4 oz butter (softened, as above)
8 oz light brown sugar
1 tsp vanilla
1 tsp lemon juice
1 egg
chopped walnuts (optional)

Mix together in a bowl (don't need a mixer, just a spoon). Put into the pastry shells, fill them only about 2/3 full as the filling will expand a bit and bubble while cooking. Add some chopped walnuts into each tart if you like, this is optional.

Bake for about 15-20 minutes at 400 F. When the pastry is just starting to turn colour but not too brown, and the filling should have significantly darkened, they are good to go. (They can be taken out earlier, but this will leave a liquid filling in the center which is still tasty but more dangerous to eat!)  Let them cool to room temperature, or refrigerate them for about an hour, before eating them.
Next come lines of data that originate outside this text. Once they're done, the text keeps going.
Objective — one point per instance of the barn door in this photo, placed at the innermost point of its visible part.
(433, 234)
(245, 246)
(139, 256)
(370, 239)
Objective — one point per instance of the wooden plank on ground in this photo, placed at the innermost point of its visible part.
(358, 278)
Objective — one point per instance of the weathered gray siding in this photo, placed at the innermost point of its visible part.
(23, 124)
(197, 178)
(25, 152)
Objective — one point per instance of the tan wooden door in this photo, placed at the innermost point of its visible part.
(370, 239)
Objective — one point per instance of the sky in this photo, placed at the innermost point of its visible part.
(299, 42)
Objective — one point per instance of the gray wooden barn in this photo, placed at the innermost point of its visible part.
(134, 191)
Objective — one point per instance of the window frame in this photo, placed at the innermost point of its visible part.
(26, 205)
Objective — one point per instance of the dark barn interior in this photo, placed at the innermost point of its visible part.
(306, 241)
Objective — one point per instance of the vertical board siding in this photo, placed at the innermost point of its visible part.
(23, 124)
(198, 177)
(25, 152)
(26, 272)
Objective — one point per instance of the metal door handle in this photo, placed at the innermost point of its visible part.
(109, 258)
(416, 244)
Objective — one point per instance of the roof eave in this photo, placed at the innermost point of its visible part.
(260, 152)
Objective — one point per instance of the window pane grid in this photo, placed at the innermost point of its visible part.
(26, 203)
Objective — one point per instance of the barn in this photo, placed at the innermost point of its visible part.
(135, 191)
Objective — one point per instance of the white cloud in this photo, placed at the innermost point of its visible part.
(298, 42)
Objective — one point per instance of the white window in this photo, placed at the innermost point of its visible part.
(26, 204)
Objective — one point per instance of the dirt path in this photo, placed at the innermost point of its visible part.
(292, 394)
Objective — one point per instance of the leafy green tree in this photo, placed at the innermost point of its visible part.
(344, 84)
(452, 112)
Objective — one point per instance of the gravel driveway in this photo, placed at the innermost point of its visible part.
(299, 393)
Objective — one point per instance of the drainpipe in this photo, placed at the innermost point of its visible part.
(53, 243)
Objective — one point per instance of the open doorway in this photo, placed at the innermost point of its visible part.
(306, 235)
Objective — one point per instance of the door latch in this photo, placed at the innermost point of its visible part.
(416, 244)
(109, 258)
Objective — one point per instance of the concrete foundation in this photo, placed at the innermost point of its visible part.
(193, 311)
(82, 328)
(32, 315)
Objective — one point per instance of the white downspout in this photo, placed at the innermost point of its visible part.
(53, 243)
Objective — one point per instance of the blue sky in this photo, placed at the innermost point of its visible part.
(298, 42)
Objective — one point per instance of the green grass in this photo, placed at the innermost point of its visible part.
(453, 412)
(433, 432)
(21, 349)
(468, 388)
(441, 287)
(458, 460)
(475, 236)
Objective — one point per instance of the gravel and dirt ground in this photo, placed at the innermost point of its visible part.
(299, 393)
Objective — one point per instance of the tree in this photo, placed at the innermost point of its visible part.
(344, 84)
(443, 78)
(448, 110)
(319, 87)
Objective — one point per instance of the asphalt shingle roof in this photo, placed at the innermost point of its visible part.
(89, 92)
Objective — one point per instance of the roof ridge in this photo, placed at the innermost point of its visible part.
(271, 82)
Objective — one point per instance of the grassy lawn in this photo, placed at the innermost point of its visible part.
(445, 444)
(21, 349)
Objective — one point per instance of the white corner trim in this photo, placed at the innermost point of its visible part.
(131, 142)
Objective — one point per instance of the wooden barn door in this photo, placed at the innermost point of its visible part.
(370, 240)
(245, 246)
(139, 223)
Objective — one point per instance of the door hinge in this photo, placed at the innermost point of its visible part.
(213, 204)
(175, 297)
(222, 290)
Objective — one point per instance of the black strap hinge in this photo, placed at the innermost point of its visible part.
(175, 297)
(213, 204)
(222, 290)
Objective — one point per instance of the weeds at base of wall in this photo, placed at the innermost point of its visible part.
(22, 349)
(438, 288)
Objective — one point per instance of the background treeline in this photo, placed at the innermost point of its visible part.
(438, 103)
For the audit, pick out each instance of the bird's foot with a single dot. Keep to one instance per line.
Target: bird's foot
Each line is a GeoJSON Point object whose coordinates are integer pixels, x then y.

This recipe made exactly enough for 6 tarts this size.  It will make 8-10 using standard muffin tins, or even more using mini muffin tins (and these are very rich, so smaller may be better).
This is what they looked like directly after removing from the oven:

And this is what they look like when cool.

Depending on the size of the dishes or muffin pans you use, you may end up with either extra filling or extra pastry.  Both can be separately frozen in air tight containers and thawed to cook later.